Program Coordinator and Research Associate, University of Minnesota
Ambitious goals to protect 30% or more of the Earth’s surface by 2030 (30x30) require strategic near-term targets, to save unprotected natural habitats harboring rare and endangered species. To be able to protect, first we need to identify areas. We began by mapping the entire world, using six global biodiversity data layers. By combining these data layers with maps of existing protected areas and a fractional land cover analysis, using satellite images, identified the remaining habitat available to rare and threatened species. We called these Conservation Imperatives (sites). There are 16,825 sites covering 164 million hectares or just 1.22% of the Earth’s terrestrial surface.

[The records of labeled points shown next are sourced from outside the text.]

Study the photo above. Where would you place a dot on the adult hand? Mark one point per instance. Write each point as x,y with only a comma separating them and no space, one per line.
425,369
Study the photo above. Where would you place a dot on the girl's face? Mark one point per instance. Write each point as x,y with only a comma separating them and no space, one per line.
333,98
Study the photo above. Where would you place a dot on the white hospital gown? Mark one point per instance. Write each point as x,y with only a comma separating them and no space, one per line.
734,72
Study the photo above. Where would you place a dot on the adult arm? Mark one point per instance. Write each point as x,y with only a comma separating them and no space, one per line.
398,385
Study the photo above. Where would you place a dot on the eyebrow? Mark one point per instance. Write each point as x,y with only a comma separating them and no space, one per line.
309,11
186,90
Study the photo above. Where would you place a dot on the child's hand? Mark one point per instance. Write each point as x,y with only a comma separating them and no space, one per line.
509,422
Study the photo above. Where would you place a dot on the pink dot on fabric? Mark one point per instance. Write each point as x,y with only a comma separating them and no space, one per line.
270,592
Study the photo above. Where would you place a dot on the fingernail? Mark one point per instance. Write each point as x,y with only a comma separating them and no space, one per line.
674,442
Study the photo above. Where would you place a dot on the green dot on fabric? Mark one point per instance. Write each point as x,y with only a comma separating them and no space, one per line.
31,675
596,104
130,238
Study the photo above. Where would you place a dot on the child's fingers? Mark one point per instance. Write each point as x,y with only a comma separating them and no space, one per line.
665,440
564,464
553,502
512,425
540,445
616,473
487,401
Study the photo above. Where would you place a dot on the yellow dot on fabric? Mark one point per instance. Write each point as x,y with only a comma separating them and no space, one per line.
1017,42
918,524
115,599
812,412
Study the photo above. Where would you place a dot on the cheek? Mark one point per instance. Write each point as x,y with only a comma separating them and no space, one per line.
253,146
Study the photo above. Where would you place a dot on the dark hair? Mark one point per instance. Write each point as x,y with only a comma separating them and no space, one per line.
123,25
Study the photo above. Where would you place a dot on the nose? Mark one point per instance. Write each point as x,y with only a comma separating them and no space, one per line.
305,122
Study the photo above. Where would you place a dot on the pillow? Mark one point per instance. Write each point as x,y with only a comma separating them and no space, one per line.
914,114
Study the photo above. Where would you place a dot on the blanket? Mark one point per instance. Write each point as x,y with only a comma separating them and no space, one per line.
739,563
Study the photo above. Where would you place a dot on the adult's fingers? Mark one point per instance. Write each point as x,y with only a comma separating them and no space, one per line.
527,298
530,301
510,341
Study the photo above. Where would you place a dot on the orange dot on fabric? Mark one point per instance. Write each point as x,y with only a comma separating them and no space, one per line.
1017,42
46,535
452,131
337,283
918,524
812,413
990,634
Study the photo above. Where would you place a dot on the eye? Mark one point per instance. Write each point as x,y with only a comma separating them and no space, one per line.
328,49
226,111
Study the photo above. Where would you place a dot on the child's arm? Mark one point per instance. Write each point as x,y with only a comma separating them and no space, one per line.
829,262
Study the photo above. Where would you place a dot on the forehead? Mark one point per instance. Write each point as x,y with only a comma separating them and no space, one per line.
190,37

I will further discuss where these sites are, how much it will cost to protect them and how we are planning to convert these findings into actions on the ground.
Dr. Anup Joshi is a conservation biologist whose work focuses on identifying remaining natural habitats outside current global protected area system for biodiversity conservation and carbon sequestrations. He has authored some of the most important research in global conservation priority mapping. Anup co-designed the Terai Arc Landscape (TAL), a corridor connecting 14 protected areas in the Nepal and India, which has facilitated movements of wildlife including tigers, rhinos and elephants and double the tiger population. His other work includes translocating 25 greater one-horned rhinos from Chitwan National to Bardia National Park in Nepal (250 miles) and initialing community forest programs in the lowlands of Nepal. Dr. Joshi is Program Coordinator and Research Associate at the University of Minnesota, Conservation Sciences Graduate Program.